What Will You Do by Rainer Maria Rilke

Sometimes you just read something that immediately hits you, something so enchanting in its lush and swirling poetry, so beguiling in its sonorous and colourful language, that it can make you forget the world around you. Dancing on the rhythm of its resonating rhymes, you can almost taste the words on your lips, savouring them one by one. A poem that just hit me the first time I read it is What Will You Do by the Austrian poet and novelist Rainer Maria Rilke (1875-1926).

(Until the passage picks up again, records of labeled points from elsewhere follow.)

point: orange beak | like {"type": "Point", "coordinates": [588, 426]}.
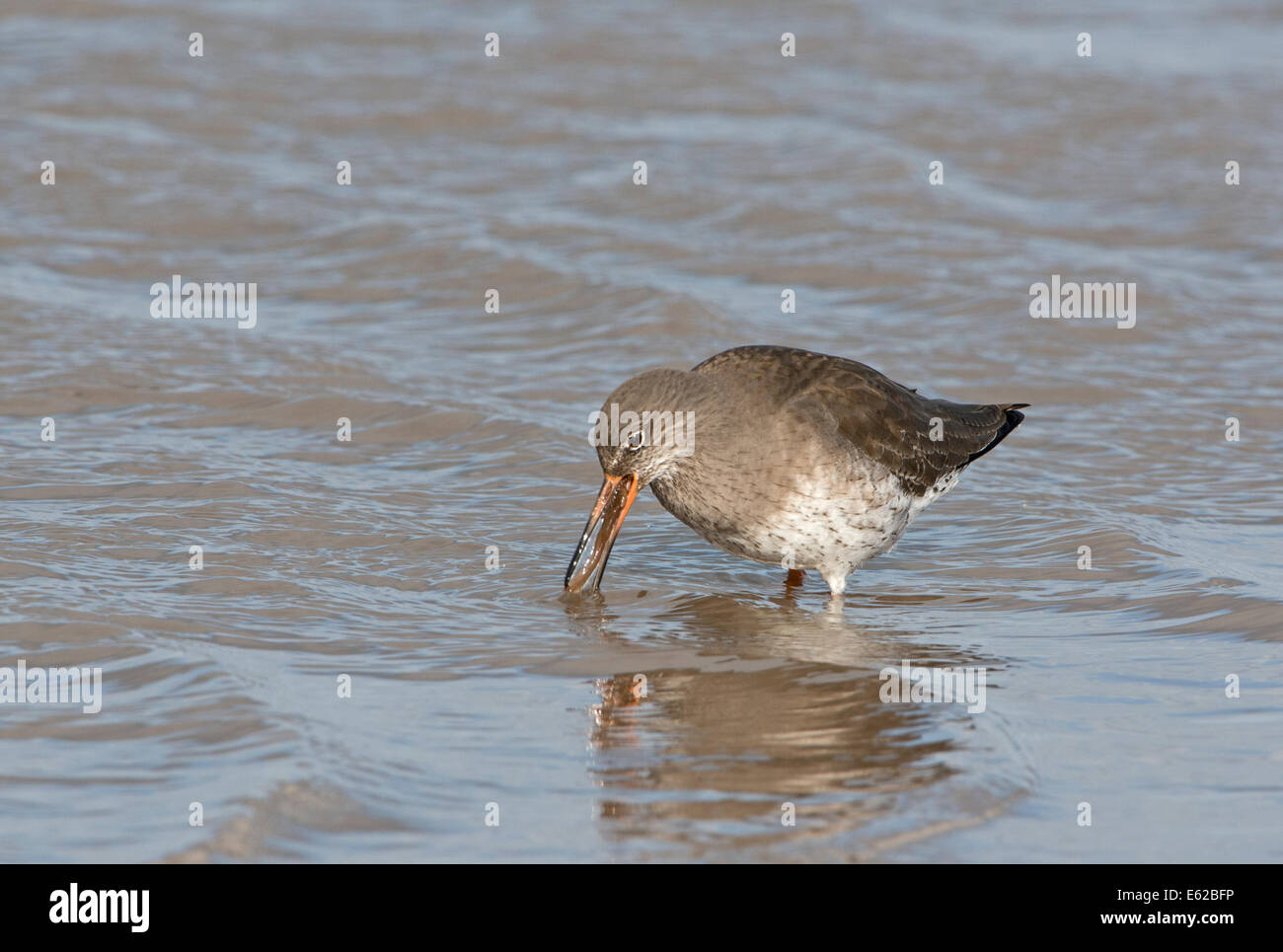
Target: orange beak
{"type": "Point", "coordinates": [612, 504]}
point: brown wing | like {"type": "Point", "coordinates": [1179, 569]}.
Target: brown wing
{"type": "Point", "coordinates": [873, 413]}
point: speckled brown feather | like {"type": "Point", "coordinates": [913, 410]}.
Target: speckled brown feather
{"type": "Point", "coordinates": [876, 416]}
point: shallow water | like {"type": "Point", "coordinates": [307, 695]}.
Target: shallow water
{"type": "Point", "coordinates": [368, 558]}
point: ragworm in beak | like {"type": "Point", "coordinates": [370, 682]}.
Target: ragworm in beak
{"type": "Point", "coordinates": [612, 504]}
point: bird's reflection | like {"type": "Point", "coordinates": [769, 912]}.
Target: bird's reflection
{"type": "Point", "coordinates": [735, 707]}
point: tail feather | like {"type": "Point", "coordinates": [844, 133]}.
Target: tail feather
{"type": "Point", "coordinates": [1014, 418]}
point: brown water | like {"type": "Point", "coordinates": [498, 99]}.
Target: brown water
{"type": "Point", "coordinates": [368, 558]}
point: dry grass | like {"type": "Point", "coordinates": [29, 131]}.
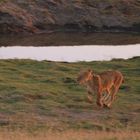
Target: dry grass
{"type": "Point", "coordinates": [70, 135]}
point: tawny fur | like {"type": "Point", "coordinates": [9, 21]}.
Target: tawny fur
{"type": "Point", "coordinates": [105, 82]}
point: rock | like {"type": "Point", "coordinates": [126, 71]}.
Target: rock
{"type": "Point", "coordinates": [19, 16]}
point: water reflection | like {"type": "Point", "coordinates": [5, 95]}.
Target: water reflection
{"type": "Point", "coordinates": [71, 53]}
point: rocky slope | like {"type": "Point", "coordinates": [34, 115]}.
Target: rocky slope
{"type": "Point", "coordinates": [35, 16]}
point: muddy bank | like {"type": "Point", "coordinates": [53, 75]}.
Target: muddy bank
{"type": "Point", "coordinates": [64, 39]}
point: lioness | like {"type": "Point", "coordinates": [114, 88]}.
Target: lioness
{"type": "Point", "coordinates": [108, 81]}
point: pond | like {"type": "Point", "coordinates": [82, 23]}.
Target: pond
{"type": "Point", "coordinates": [71, 53]}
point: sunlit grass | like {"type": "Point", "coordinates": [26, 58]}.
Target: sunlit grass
{"type": "Point", "coordinates": [45, 95]}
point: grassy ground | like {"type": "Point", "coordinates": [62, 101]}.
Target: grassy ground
{"type": "Point", "coordinates": [37, 96]}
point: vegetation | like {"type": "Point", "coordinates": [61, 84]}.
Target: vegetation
{"type": "Point", "coordinates": [38, 96]}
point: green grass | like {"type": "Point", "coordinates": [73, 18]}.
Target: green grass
{"type": "Point", "coordinates": [45, 95]}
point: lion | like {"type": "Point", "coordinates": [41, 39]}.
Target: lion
{"type": "Point", "coordinates": [107, 82]}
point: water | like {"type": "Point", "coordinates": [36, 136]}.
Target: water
{"type": "Point", "coordinates": [71, 53]}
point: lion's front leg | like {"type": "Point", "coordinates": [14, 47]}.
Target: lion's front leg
{"type": "Point", "coordinates": [89, 97]}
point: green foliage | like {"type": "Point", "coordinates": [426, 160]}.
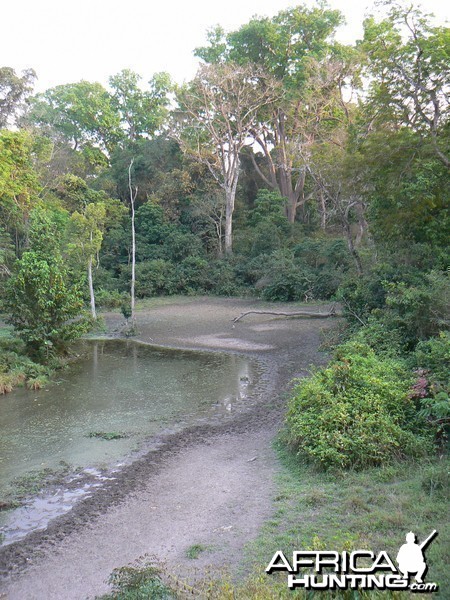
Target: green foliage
{"type": "Point", "coordinates": [434, 355]}
{"type": "Point", "coordinates": [312, 270]}
{"type": "Point", "coordinates": [355, 413]}
{"type": "Point", "coordinates": [139, 581]}
{"type": "Point", "coordinates": [109, 298]}
{"type": "Point", "coordinates": [43, 304]}
{"type": "Point", "coordinates": [155, 277]}
{"type": "Point", "coordinates": [194, 551]}
{"type": "Point", "coordinates": [406, 305]}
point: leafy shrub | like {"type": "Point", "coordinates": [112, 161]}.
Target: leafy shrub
{"type": "Point", "coordinates": [434, 355]}
{"type": "Point", "coordinates": [155, 278]}
{"type": "Point", "coordinates": [356, 412]}
{"type": "Point", "coordinates": [109, 298]}
{"type": "Point", "coordinates": [192, 275]}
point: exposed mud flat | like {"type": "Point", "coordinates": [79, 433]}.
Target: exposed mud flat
{"type": "Point", "coordinates": [210, 484]}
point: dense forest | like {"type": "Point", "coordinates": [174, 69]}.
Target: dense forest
{"type": "Point", "coordinates": [292, 167]}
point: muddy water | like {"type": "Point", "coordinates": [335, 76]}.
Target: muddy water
{"type": "Point", "coordinates": [120, 387]}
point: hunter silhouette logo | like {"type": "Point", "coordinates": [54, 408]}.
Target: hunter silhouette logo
{"type": "Point", "coordinates": [360, 569]}
{"type": "Point", "coordinates": [410, 557]}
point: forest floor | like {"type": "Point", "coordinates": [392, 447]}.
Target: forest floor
{"type": "Point", "coordinates": [198, 499]}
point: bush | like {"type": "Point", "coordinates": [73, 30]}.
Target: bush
{"type": "Point", "coordinates": [155, 278]}
{"type": "Point", "coordinates": [192, 275]}
{"type": "Point", "coordinates": [434, 355]}
{"type": "Point", "coordinates": [109, 299]}
{"type": "Point", "coordinates": [356, 412]}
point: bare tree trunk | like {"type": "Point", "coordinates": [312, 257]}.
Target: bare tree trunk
{"type": "Point", "coordinates": [133, 194]}
{"type": "Point", "coordinates": [230, 194]}
{"type": "Point", "coordinates": [229, 224]}
{"type": "Point", "coordinates": [91, 289]}
{"type": "Point", "coordinates": [323, 210]}
{"type": "Point", "coordinates": [351, 246]}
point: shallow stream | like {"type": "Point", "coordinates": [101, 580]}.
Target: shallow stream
{"type": "Point", "coordinates": [115, 387]}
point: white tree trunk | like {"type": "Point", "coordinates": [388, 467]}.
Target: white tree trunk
{"type": "Point", "coordinates": [133, 195]}
{"type": "Point", "coordinates": [91, 289]}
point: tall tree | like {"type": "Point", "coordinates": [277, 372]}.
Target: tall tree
{"type": "Point", "coordinates": [82, 113]}
{"type": "Point", "coordinates": [218, 113]}
{"type": "Point", "coordinates": [43, 304]}
{"type": "Point", "coordinates": [408, 64]}
{"type": "Point", "coordinates": [142, 111]}
{"type": "Point", "coordinates": [133, 194]}
{"type": "Point", "coordinates": [286, 46]}
{"type": "Point", "coordinates": [14, 90]}
{"type": "Point", "coordinates": [86, 229]}
{"type": "Point", "coordinates": [19, 184]}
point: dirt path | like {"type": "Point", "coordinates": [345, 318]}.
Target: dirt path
{"type": "Point", "coordinates": [210, 485]}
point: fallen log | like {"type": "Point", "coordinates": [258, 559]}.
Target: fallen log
{"type": "Point", "coordinates": [300, 313]}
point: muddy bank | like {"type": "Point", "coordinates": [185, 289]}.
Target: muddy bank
{"type": "Point", "coordinates": [208, 485]}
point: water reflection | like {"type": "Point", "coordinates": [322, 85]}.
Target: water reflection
{"type": "Point", "coordinates": [117, 387]}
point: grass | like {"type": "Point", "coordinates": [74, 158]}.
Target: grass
{"type": "Point", "coordinates": [371, 509]}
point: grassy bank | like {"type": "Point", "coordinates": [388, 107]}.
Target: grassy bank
{"type": "Point", "coordinates": [371, 509]}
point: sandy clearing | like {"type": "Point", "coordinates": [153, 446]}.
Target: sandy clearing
{"type": "Point", "coordinates": [201, 489]}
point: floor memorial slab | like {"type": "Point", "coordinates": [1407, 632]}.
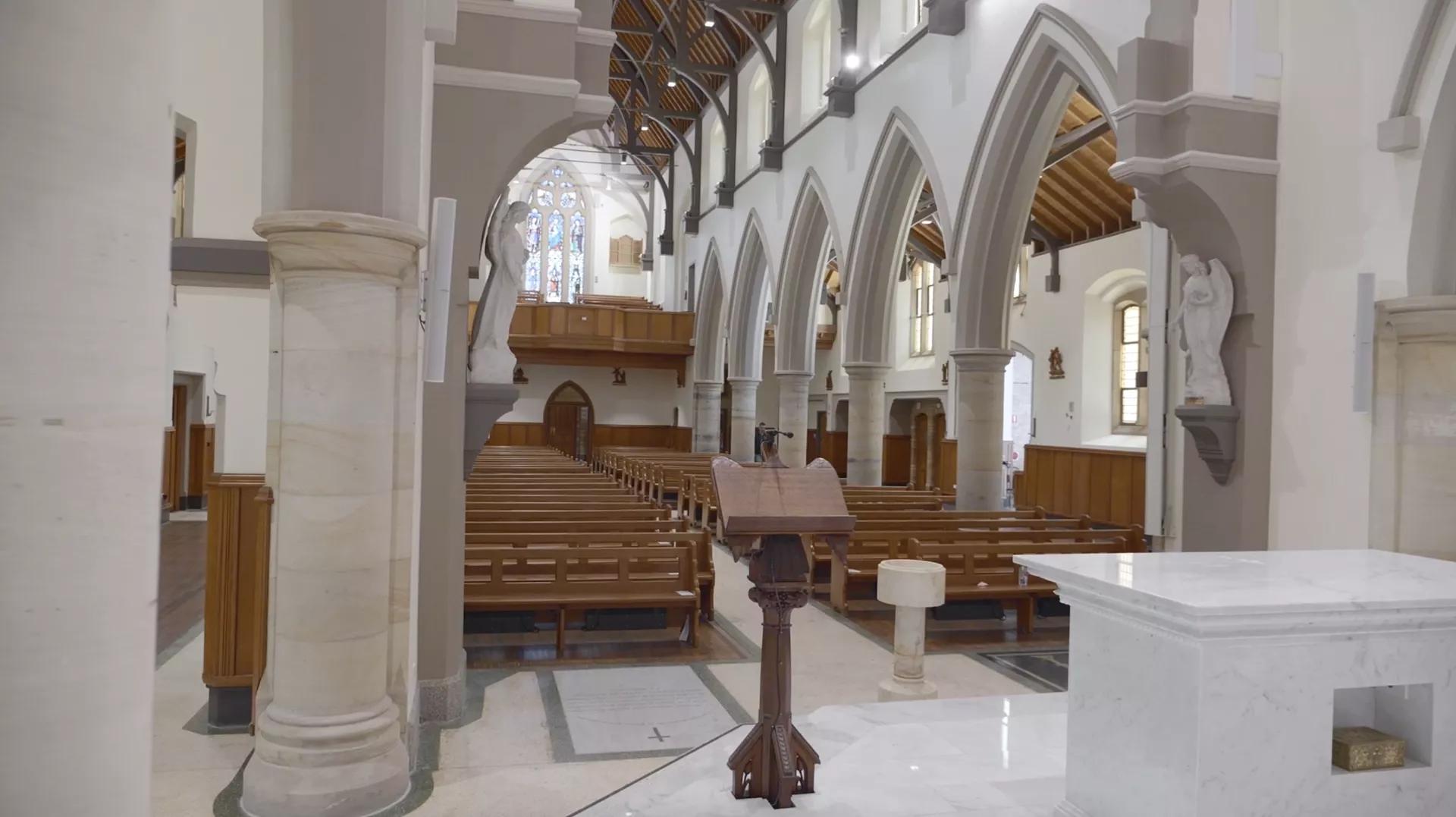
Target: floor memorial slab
{"type": "Point", "coordinates": [625, 709]}
{"type": "Point", "coordinates": [995, 756]}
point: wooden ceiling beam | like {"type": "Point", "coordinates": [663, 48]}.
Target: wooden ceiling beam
{"type": "Point", "coordinates": [1079, 216]}
{"type": "Point", "coordinates": [1075, 140]}
{"type": "Point", "coordinates": [1098, 185]}
{"type": "Point", "coordinates": [1046, 216]}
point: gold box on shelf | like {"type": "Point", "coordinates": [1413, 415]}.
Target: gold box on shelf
{"type": "Point", "coordinates": [1360, 749]}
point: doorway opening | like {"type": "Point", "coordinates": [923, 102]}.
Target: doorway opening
{"type": "Point", "coordinates": [570, 419]}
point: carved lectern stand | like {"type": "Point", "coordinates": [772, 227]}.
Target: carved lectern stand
{"type": "Point", "coordinates": [769, 514]}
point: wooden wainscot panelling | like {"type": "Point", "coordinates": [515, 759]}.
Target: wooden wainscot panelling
{"type": "Point", "coordinates": [199, 463]}
{"type": "Point", "coordinates": [517, 435]}
{"type": "Point", "coordinates": [896, 459]}
{"type": "Point", "coordinates": [235, 603]}
{"type": "Point", "coordinates": [946, 467]}
{"type": "Point", "coordinates": [1107, 485]}
{"type": "Point", "coordinates": [601, 435]}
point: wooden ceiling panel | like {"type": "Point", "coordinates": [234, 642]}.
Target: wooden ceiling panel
{"type": "Point", "coordinates": [1078, 199]}
{"type": "Point", "coordinates": [645, 58]}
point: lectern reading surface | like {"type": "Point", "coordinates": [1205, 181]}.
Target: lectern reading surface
{"type": "Point", "coordinates": [766, 514]}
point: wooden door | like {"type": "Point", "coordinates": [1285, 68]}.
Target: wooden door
{"type": "Point", "coordinates": [561, 427]}
{"type": "Point", "coordinates": [181, 435]}
{"type": "Point", "coordinates": [921, 451]}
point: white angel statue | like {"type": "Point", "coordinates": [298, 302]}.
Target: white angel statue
{"type": "Point", "coordinates": [491, 359]}
{"type": "Point", "coordinates": [1204, 318]}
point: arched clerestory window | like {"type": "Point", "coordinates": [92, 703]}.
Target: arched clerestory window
{"type": "Point", "coordinates": [1128, 360]}
{"type": "Point", "coordinates": [557, 237]}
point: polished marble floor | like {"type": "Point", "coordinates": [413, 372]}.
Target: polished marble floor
{"type": "Point", "coordinates": [967, 758]}
{"type": "Point", "coordinates": [514, 753]}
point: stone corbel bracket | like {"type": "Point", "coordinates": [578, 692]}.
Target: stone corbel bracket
{"type": "Point", "coordinates": [484, 404]}
{"type": "Point", "coordinates": [1215, 433]}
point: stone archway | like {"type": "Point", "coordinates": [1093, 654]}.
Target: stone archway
{"type": "Point", "coordinates": [747, 313]}
{"type": "Point", "coordinates": [801, 280]}
{"type": "Point", "coordinates": [708, 356]}
{"type": "Point", "coordinates": [570, 419]}
{"type": "Point", "coordinates": [897, 175]}
{"type": "Point", "coordinates": [1053, 57]}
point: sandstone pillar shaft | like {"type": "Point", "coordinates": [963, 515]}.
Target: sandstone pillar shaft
{"type": "Point", "coordinates": [981, 392]}
{"type": "Point", "coordinates": [85, 395]}
{"type": "Point", "coordinates": [707, 416]}
{"type": "Point", "coordinates": [328, 742]}
{"type": "Point", "coordinates": [794, 417]}
{"type": "Point", "coordinates": [1413, 487]}
{"type": "Point", "coordinates": [743, 417]}
{"type": "Point", "coordinates": [867, 423]}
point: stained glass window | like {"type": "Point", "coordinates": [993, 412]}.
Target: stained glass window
{"type": "Point", "coordinates": [557, 237]}
{"type": "Point", "coordinates": [579, 255]}
{"type": "Point", "coordinates": [533, 250]}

In the poem, Rilke addresses none other than God himself. In desperation and in doubt, he asks what God will do upon his death. Desperate he may be, his attitude towards God is ambivalent. Even though he challenges God’s authority and autonomy, by stating that with him God will lose his purpose, he still begs his creator to comfort him in his trembling fear of death and the great unknown. It is this deeply human fear and feeling of doubt so eloquently expressed by Rilke that never fails to fascinate me.

We cannot fathom a world without us, we cannot grasp what it means to die, and we cannot even begin to understand what it means not to be. We attribute meaning to the world around us, but what happens when we cease to be? The universe only exists as long as we are there to construct it in our minds. Thus, Rilke’s search for God is just as much the search for the self. He is begging for meaning, but he will have to be his own creator.

Was wirst du tun, Gott, wenn ich sterbe?
Ich bin dein Krug (wenn ich zerscherbe?)
Ich bin dein Trank (wenn ich verderbe?)

Bin dein Gewand und dein Gewerbe,
mit mir verlierst du deinen Sinn.

Nach mir hast du kein Haus, darin
dich Worte, nah und warm, begrüßen.
Es fällt von deinen müden Füßen
die Samtsandale, die ich bin.

Dein großer Mantel lässt dich los.
Dein Blick, den ich mit meiner Wange
warm, wie mit einem Pfühl, empfange,
wird kommen, wird mich suchen, lange
und legt beim Sonnenuntergange
sich fremden Steinen in den Schoß.

Was wirst du tun, Gott? Ich bin bange.

Rainer Maria Rilke (from ‘The Book of Hours’)

What will you do, God, when I die?
I am your jar (if cracked, I lie?)
Your well-spring (if the well go dry?)

I am your craft, your vesture I —
You lose your purport, losing me.

When I go, your cold house will be
Empty of words that made it sweet.
I am the sandals your bare feet
Will seek and long for, wearily.

Your cloak will fall from aching bones.
Your glance, that my warm cheeks have cheered
As with a cushion long endeared,
Will wonder at a loss so weird;
And, when the sun has disappeared,
Lie in the lap of alien stones.

What will you do, God? I am feared.

Translation by B. Deutsch and A. Yarmolinsky

A black and white photo of the poet Rainer Maria Rilke in 1900.